REZENSION: Afeosemine Adogame, Roswith Gerloff und Klaus Hock (Hrsg.), Christianity in Africa and the African Diaspora. The Appropriation of a Scattered Heritage, London: Continuum, 2008.
von Anna Quaas
Fast dreißig Autorinnen und Autoren aus unterschiedlichen kulturellen Kontexten und Fachdisziplinen (Religionswissenschaft, Theologie, Geschichte, Anthropologie und Soziologie) sind in dem Sammelband 'Christianity in Africa and the African Diaspora' zu Wort gekommen.
Anlass für die Entstehung des
Sammelbandes war eine internationale Konferenz des Council of
Churches of an African Approach in Europe (CCAAE), die im November
2003 in Hirschluch bei Berlin stattfand.
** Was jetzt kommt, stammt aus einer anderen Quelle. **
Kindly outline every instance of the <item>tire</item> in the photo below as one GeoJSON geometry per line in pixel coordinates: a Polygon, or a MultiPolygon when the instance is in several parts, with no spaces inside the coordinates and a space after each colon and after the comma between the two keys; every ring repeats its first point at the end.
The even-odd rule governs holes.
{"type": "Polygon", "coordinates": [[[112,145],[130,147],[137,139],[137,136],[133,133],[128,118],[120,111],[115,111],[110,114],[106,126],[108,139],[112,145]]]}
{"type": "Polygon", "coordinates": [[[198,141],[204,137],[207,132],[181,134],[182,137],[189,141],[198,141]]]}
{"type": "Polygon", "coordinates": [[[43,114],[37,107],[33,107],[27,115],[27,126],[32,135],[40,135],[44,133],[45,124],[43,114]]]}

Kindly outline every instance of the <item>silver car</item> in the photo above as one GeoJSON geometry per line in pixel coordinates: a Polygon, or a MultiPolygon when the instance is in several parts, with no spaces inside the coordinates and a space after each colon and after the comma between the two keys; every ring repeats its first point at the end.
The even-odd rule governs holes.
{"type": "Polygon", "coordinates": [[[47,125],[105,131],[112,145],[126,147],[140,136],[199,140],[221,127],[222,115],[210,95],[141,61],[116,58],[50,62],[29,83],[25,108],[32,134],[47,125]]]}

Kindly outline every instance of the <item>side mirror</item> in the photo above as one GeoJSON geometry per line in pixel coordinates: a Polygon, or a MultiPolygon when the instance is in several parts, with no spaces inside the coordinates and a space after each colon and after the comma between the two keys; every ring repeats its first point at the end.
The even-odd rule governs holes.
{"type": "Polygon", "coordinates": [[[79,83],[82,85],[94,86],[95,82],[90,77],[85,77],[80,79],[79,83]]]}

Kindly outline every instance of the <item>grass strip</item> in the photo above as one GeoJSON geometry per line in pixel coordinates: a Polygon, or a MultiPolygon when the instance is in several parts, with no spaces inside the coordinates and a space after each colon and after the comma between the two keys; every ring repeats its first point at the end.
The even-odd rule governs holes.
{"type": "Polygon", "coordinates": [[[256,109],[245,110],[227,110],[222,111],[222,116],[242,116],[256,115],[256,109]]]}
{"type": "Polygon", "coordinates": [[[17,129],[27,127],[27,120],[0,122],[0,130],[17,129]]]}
Die Konferenz hatte das
Ziel, die historischen und soziopolitischen Auswirkungen der
kolonialen Aufteilung Afrikas im Gefolge der Berlin-Kongo-Konferenz
zu studieren, die Rolle christlicher Mission im kolonialen Kontext
kritisch zu beleuchten und die Auswirkungen der Präsenz diverser "indigenous movements...emanating from the two-thirds world" (S.
3) in Europa zu untersuchen.
Neben Experten aus Europa und
Nordamerika konnten die Veranstalter der Konferenz namhafte
Wissenschaftlerinnen und Wissenschaftler aus Ghana, Nigeria, Kenia,
Südafrika und Simbabwe für eine Teilnahme an der Konferenz
gewinnen. Um „misinterpretation and further exploitation“ (S. 3)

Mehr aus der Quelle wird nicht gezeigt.